Р

Розы и занавески

Время на прочтение: 12 мин.

Сорокин влюбился мгновенно. Свадьбу сыграли быстро и скромно. Из родственников была только мать невесты, остальные то ли умерли, то ли отбыли в неизвестном направлении — жених выяснять не стал. Впервые в жизни, крепко обнимая любимую, он спал без кошмарных армейских и детдомовских сновидений и был абсолютно и как-то очень подозрительно счастлив. 

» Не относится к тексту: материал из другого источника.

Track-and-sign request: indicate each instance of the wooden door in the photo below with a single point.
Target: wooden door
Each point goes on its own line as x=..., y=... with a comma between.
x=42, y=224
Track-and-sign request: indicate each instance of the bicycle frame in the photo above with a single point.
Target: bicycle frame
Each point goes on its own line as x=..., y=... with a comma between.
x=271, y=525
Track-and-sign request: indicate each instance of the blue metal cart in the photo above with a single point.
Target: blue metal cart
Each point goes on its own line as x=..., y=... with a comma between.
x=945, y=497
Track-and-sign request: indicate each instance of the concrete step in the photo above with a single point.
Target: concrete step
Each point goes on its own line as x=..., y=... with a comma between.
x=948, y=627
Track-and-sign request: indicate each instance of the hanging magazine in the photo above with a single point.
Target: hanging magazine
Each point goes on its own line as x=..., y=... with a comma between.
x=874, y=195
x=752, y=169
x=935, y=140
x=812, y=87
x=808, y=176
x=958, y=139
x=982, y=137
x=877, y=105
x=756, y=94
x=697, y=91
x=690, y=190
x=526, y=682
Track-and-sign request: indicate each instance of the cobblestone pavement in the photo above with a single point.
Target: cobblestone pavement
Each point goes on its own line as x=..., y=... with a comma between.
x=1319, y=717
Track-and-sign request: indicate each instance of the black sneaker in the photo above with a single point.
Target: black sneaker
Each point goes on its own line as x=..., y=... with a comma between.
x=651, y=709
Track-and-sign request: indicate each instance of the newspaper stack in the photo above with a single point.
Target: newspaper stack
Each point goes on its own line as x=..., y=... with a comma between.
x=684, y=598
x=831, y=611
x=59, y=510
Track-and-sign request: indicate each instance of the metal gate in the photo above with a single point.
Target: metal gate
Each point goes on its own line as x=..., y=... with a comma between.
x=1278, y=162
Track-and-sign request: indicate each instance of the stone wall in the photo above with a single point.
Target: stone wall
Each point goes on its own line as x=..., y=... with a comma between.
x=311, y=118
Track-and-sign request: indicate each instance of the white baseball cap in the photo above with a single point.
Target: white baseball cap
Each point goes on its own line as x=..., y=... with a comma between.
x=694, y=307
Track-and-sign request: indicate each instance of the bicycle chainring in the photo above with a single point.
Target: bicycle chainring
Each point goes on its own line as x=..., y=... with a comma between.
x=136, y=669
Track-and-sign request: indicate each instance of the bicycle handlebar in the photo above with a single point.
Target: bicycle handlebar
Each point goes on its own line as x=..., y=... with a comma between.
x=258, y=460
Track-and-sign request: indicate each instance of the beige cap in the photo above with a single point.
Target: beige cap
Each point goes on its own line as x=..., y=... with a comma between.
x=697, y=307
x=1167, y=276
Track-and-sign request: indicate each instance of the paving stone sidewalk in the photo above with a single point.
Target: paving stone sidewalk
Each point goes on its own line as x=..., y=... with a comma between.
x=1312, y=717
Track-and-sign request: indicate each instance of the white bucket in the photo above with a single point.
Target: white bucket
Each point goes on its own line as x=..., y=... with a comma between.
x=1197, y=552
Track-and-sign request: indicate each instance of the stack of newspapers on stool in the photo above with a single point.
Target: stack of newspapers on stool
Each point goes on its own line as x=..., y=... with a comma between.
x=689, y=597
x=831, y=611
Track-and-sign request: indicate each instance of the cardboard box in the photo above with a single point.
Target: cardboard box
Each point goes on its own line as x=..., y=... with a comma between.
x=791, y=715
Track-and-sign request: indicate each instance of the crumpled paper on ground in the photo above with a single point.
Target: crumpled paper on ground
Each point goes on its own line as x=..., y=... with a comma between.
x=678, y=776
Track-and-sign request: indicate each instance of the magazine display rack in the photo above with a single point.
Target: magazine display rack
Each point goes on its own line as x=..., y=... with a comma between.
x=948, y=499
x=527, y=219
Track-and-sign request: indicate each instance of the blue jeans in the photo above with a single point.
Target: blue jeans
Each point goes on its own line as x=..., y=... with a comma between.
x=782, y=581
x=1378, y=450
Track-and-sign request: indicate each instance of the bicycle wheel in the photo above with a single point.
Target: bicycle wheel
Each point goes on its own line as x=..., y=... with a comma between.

Жили молодожены легко и весело, беспрерывно хохоча и обнимаясь в перерывах между походами мужа на завод и вялыми поисками работы женой. Дети у них стали появляться сразу же после свадьбы. По воскресеньям они все вместе гуляли в парке, а вечером, сидя на маленькой кухне, строили планы. Сорокина, прижатая к плите стройным горячим телом мужа, представляла большой дом с яркими занавесками и розами в саду. Муж говорил, что вскоре они родят пятого и уже хватит, дом построят, детей выучат и будут по миру «за солнышком ездить», чтоб грустно одним не было. Всю их замечательную жизнь спланировал. Свои записи, таблицы с подсчетами жене всё время подсовывал, карандашом подчеркивая, что да как. Ну ей эта бухгалтерия всегда быстро надоедала, и она начинала тихонько целовать мужа, который тут же забывал про графики и, не выпуская из пальцев карандаш, крепко обнимал любимую. Часто после их «совещаний» на полу под столом тетрадка со странными закорючками и молниями поверх расчетов так и оставалась лежать всю ночь. 

В одно из воскресений, с утра, позавтракавший и довольный, Сорокин поцеловал жену и сказал: «Вечером сюрприз тебя ждет! Только не шарь в шкафу, как всегда, неугомонная моя, потерпи!» Но куда там: Сорокина тут же дверцы распахнула, а на полке конверт с бантом. Она его и так и сяк: и потрясла, и понюхала, но открыть не решилась. Вон он лежит, сюрприз…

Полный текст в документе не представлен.